0:36

So that's just a way to encode an ordering, and

then here's really the important property that

every directed edge of G goes forward in the ordering.

That is if u v is directed edge of the directed graph G,

then it should be that the f value of the tail is less than the f value of the head.

That is this directed edge has the higher f value as traverse

in the correct direction.

Let me give you an example just to make this more clear.

So suppose we have this very simple directed graph, with four vertices.

Let me show you two different,

totally legitimate topological orderings of this graph.

So the first thing you could do,

is you could label s1, v2, w3 and t4.

Another option would be to label them the same way,

except you can swap the labels of v and w.

So if you want, you can label v 3 and w 2.

So again,

what these labelings are really meant to encode is an ordering of the vertices.

So the blue labeling, you can think of as encoding

the ordering in which we put s first then v then w and then t.
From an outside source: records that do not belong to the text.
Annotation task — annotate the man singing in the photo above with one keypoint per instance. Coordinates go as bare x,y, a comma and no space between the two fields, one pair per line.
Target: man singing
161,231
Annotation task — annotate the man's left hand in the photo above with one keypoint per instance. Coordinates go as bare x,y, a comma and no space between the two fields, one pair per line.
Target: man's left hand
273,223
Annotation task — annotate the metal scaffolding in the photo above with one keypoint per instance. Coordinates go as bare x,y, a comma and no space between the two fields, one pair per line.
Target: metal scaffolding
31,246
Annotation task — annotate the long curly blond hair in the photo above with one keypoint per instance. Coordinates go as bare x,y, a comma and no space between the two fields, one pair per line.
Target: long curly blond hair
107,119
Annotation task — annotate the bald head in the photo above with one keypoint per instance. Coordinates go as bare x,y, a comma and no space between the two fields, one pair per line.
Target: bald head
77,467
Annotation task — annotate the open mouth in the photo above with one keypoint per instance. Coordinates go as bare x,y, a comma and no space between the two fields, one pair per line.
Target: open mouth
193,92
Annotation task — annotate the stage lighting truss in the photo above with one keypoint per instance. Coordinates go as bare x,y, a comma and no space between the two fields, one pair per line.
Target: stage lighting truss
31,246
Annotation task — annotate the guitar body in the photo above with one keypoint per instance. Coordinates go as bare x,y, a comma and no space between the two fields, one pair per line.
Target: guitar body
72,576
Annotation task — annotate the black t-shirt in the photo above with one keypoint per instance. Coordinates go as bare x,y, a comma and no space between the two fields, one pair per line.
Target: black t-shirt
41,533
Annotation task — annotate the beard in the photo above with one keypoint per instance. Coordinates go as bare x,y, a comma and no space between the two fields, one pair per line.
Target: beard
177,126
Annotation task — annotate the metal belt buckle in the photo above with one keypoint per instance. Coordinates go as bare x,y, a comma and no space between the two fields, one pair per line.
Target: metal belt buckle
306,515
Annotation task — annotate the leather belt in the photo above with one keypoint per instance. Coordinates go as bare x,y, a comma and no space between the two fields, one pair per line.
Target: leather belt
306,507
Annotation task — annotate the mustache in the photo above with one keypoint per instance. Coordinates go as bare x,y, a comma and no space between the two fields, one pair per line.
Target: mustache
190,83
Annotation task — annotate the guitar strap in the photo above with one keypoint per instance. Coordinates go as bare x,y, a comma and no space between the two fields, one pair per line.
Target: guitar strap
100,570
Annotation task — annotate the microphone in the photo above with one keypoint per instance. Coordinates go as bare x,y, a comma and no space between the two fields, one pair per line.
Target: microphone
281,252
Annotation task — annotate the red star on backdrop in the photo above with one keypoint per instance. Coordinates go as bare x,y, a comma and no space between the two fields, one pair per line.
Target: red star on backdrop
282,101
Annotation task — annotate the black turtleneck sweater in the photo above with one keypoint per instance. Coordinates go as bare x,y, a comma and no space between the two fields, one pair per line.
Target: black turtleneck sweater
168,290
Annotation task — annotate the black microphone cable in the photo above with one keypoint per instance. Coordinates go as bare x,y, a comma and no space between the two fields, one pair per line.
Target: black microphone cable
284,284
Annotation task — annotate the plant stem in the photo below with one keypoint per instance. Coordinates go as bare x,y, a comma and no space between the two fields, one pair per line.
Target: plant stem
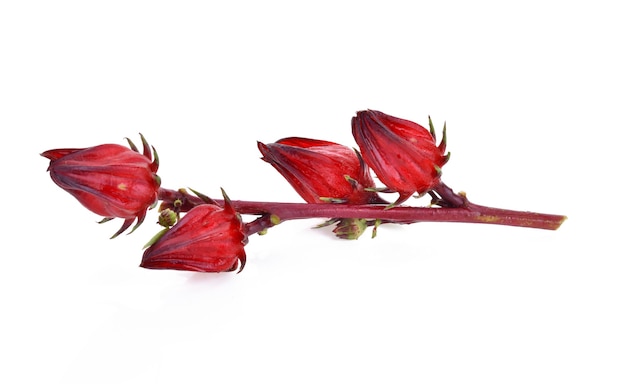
458,213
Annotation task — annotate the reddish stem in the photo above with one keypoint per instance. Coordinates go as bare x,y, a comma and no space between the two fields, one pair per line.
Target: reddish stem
459,211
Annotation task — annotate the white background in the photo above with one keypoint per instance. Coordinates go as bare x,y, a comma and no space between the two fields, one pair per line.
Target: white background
533,96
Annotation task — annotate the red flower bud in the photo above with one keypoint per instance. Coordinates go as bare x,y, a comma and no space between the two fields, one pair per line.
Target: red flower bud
403,154
207,239
321,171
110,180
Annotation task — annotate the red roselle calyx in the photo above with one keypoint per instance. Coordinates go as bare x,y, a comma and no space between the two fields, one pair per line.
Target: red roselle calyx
321,171
206,235
110,180
403,154
208,238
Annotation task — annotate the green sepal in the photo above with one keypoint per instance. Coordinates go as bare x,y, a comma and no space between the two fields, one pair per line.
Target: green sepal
432,128
375,229
155,238
350,229
206,198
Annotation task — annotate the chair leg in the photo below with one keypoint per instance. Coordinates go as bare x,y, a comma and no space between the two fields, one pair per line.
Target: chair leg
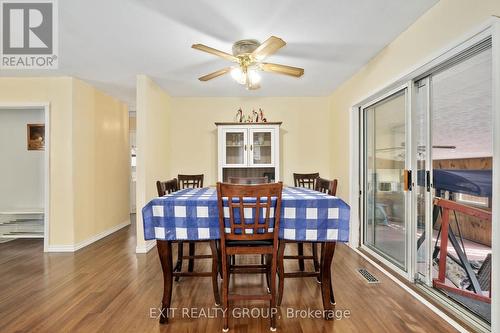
215,271
267,262
322,246
180,253
273,292
300,250
281,270
225,291
192,247
315,255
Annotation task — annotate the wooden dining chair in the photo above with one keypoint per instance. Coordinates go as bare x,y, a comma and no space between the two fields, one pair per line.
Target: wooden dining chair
248,180
324,186
306,180
166,187
189,181
249,235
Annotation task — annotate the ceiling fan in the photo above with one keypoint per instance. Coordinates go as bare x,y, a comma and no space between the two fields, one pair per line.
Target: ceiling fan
248,54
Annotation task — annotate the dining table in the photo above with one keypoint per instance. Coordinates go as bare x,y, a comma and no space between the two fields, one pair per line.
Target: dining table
192,215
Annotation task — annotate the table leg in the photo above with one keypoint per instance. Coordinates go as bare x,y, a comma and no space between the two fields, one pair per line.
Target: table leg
326,276
165,254
215,271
Whereas the green labeling can be thought of as the same ordering of

the nodes except with w coming before v.

What's important is that the pattern of the edge is exactly the same in both

cases, and in particular all of the edges go forward in this ordering.

So in either case we have s with edges from s to v, and s to w.

2:11

So that looks the same way pictorially, whichever order v or w are in, and

then symmetrically there are edges from v and w to t.

So you'll notice that no matter which order that we put v and w in,

all four of these edges go forward in each of these orderings.

Now if you try to put v before s it wouldn't work because the edge

from s to v would be going backward if v preceded s.

Similarly, if you put t anywhere other than the final position,

you would not have a topological ordering.

So in fact,

these are the only two topological orderings of this directed graph.

I encourage you to convince yourself of that.

Now, who cares about topological orderings?

Well, this is actually a very useful subroutine.

This has been come up in all kinds of applications.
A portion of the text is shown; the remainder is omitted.